Qualcuno, protetto da norme oscure sul diritto d’autore, afferma che il nome del Teatro, aperto a Parigi nel 1897 e luogo simbolo di rappresentazioni macabre e cruente, derivasse da “Guignol”, ovvero una marionetta, partorita dalla fantasia del burattinaio Laurent Mourguet, che raffigurava un operaio di Lione, impiegato nell’industria serica locale e famoso per la sua capacità di dileggiare i potenti in modo caustico ed irriverente. Per anni le rappresentazioni del Grand Guignol, dominate da riproduzioni di infanticidi, esecuzioni crudeli, torture, ebbero un mostruoso successo.
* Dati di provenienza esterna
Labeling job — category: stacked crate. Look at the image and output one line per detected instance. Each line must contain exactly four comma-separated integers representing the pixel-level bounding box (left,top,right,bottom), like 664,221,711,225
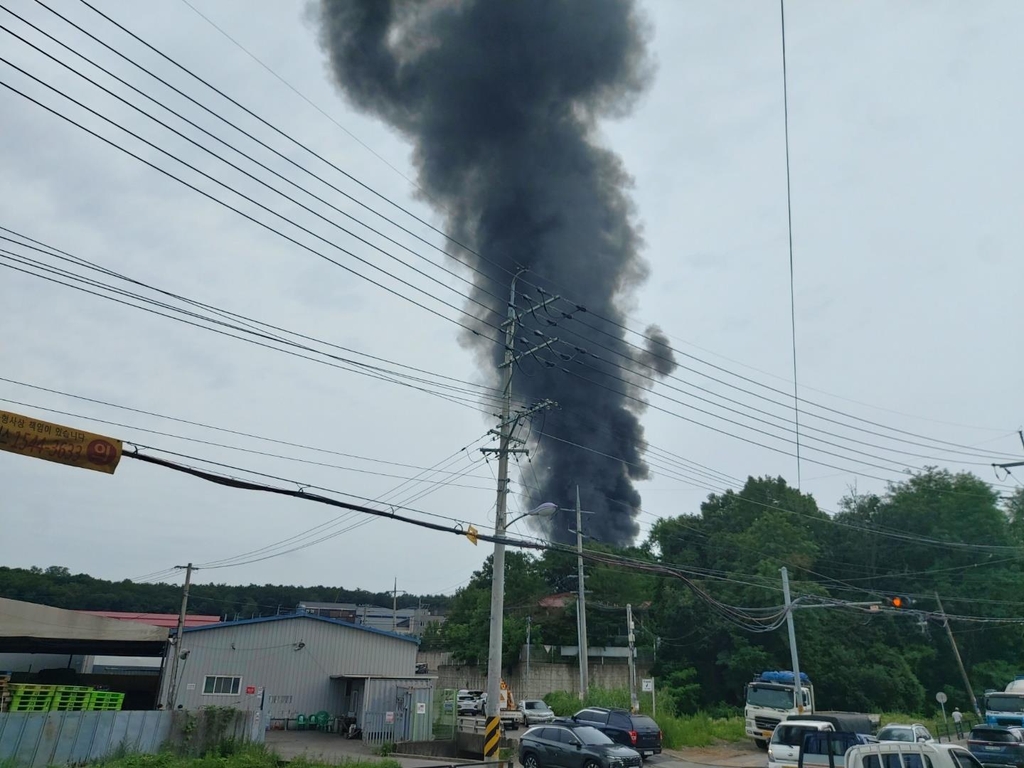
88,690,125,712
0,672,10,712
50,685,93,712
9,683,55,712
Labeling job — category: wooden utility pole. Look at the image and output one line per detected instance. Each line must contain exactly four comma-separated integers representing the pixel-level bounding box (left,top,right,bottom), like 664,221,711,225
935,592,981,720
167,563,195,710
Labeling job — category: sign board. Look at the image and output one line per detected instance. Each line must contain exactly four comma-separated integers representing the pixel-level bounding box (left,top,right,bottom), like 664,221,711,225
0,411,122,475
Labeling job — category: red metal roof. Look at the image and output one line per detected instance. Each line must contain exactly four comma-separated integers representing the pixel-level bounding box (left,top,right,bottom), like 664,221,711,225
78,610,220,629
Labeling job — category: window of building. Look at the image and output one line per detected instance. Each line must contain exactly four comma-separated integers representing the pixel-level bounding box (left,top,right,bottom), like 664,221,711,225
203,675,242,696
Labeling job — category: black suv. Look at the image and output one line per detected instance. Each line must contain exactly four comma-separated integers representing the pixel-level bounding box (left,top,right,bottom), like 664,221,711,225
572,707,662,757
519,721,642,768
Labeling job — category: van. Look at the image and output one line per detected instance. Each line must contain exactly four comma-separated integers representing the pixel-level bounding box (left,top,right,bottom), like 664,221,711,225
846,741,983,768
768,720,836,768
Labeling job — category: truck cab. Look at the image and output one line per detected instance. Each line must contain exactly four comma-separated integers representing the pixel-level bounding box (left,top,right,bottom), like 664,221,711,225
985,696,1024,727
743,672,814,750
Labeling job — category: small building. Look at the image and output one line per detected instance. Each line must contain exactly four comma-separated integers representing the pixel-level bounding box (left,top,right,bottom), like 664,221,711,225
161,613,433,741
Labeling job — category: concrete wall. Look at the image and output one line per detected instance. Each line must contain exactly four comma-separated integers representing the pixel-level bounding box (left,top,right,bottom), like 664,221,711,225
161,615,418,719
421,658,650,700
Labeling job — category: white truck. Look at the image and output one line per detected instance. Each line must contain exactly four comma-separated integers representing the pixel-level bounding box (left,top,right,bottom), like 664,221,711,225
743,672,814,750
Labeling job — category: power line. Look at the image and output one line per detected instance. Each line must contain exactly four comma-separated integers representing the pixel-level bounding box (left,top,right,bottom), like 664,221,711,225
46,0,1007,460
778,0,800,487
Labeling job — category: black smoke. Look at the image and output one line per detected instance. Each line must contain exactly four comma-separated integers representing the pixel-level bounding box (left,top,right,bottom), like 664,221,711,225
317,0,676,544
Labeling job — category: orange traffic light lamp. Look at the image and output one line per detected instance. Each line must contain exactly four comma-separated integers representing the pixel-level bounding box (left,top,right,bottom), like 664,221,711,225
886,595,913,610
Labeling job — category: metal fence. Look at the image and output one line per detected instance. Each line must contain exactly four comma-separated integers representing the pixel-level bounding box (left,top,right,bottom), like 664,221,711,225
362,711,409,746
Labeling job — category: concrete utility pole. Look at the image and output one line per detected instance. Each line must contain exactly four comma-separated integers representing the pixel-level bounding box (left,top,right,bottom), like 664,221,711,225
781,565,804,713
626,603,640,715
577,485,590,701
482,270,561,761
167,563,195,710
935,592,981,720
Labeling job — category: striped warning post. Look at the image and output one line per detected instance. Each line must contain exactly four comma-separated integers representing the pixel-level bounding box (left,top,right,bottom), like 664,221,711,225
483,718,502,760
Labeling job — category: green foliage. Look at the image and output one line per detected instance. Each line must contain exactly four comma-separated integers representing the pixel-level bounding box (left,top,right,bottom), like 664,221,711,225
0,565,451,618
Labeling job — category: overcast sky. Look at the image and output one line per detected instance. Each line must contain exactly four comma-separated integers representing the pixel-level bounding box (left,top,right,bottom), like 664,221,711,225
0,0,1024,593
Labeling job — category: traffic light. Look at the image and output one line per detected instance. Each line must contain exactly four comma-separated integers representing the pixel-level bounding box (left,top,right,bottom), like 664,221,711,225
886,595,913,610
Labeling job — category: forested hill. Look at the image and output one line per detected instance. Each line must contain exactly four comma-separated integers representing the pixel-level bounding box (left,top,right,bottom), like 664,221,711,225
0,565,452,618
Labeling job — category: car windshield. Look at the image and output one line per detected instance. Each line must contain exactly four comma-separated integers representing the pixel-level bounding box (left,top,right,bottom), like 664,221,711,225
970,728,1017,743
879,725,913,741
985,695,1024,712
771,724,817,746
572,725,614,745
746,685,793,710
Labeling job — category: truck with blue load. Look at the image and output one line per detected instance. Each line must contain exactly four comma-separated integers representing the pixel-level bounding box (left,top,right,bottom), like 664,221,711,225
743,671,814,750
985,675,1024,727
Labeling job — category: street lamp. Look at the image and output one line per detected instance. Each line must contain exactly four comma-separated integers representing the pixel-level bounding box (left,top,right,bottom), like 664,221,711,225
485,502,558,745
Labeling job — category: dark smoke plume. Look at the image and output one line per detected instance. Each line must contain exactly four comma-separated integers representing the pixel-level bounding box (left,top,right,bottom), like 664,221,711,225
317,0,676,544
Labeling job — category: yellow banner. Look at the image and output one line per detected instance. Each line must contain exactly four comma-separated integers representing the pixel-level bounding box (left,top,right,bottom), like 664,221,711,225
0,411,121,475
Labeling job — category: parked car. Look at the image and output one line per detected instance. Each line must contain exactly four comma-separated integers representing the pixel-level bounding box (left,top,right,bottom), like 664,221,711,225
797,730,879,768
768,720,836,768
572,707,662,757
519,723,643,768
519,698,555,727
879,723,935,741
967,725,1024,766
846,741,984,768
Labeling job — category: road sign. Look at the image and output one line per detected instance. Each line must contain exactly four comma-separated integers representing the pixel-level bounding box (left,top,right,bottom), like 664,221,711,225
0,411,122,475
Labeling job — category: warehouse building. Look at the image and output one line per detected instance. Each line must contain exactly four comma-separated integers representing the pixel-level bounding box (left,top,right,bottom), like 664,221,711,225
161,613,433,741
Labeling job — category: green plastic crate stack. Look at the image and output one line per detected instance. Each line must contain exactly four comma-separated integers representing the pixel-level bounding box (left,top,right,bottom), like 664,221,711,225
10,683,56,712
50,685,95,712
88,690,125,712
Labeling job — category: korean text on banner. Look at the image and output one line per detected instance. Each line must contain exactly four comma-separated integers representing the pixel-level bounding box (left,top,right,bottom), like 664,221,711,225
0,411,122,475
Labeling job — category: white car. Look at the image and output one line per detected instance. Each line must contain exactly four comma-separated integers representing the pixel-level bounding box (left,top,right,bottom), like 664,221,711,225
518,698,555,727
846,741,983,768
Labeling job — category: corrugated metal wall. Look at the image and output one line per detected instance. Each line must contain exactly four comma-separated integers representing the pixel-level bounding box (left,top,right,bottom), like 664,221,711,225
362,678,434,743
0,712,172,768
164,616,418,720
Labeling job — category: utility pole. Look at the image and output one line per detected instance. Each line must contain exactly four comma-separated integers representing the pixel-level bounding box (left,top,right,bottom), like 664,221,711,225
577,485,590,701
522,616,534,698
626,603,640,715
482,270,561,761
781,565,804,714
167,563,194,710
935,592,981,719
Il pubblico accorreva per vedere questo autentico show dell’orrore ed il genere, per oltre un secolo, ispirò una vasta gamma di variazioni sul tema.
Il nome del teatro è dunque diventato sinonimo degli spettacoli che si celebravano al suo interno: forme di suggestione collettiva miranti a far dimenticare il confine tra la verità e la finzione, portando gli spettatori a chiedersi se il sangue che sprizzava sul palco fosse frutto di fendenti reali, o solo di finzione scenica. Nel 1994 Neil Jordan, nel suo pittoresco e ridondante “Intervista con il vampiro”, utilizza proprio il Grand Guignol per inscenare un sacrificio umano: un brano di famelici vampiri che azzanna e dissangua una giovane donna, dinanzi ad un pubblico estasiato e sgomento, convinto che tutto non sia che una sceneggiata. L’uccisione travestita da spettacolo, ovvero uno dei sogni di qualsiasi sadico, con tanto di folla plaudente, dinanzi alle gesta dell’assassino.
La tradizione legata al macabro, al cruento, alla spettacolarizzazione della sofferenza è giunta sino a noi veicolata spesso dalla tradizione, che sovente ha attribuito un valore culturale a rituali in cui la morte, il dolore, il sangue, hanno dominato la scena. Le famose mattanze dei pescatori siciliani, le corride spagnole, le sfide in cui uomini e animali si fronteggiano, ancora oggi, quasi incuranti della nostra evoluzione, ed infine il Palio. Già, a Siena, nel 2018, pochi giorni fa, la corsa di cavalli forse più famosa del mondo ha alzato il sipario su un’orrida sequenza di cadute, infortuni, dolore e morte.
Raol, il cavallo della contrada della Giraffa, è stato abbattuto, dopo una carambola che gli ha procurato una grave lesione ad una zampa. Le immagini della torsione innaturale dell’arto del cavallo hanno fatto il giro del mondo e gli amanti del Grand Guignol avranno potuto osservare, fotogramma per fotogramma, la distruzione di un arto, prima di mettere a fuoco che quella sequenza, dopo poche ore, avrebbe portato alla soppressione di una vita. Si dirà: è tradizione. Già, la tradizione, questa “traditio”, questo passaggio, da mano a mano, secondo gli usi e i costumi degli antichi romani, che oggi diventa marchio di praticabilità. Una corsa pericolosa, spesso fonte di infortuni per i cavalli che vi partecipano, ma in fondo, una rinnovata e secolare esperienza, che pare giustificare l’orrore, relegandolo ad effetto collaterale di un potente farmaco salvavita. Un bisogno insopprimibile di ripetere la corsa fa scempio del dolore immotivato di magnifiche creature. Il rapporto deviato tra passato e presente, una rimozione acritica del sentire accresciuto da secoli di consapevolezza e civiltà, annegano la sensibilità dell’umano vitruviano, lasciando il campo alla plebe assetata di sangue bollente. Mancano i ceppi su cui mozzare mani e teste, o squartate giovani fanciulli, sacrificati alle divinità maligne della natura. A questa tradizione non siamo ancora arrivati, sembreremmo averci rinunciato, ma quanto al resto, se si tratta di cavalli, possiamo ancora dare il peggio di noi, giustificati da secoli di barbara e cieca abiezione.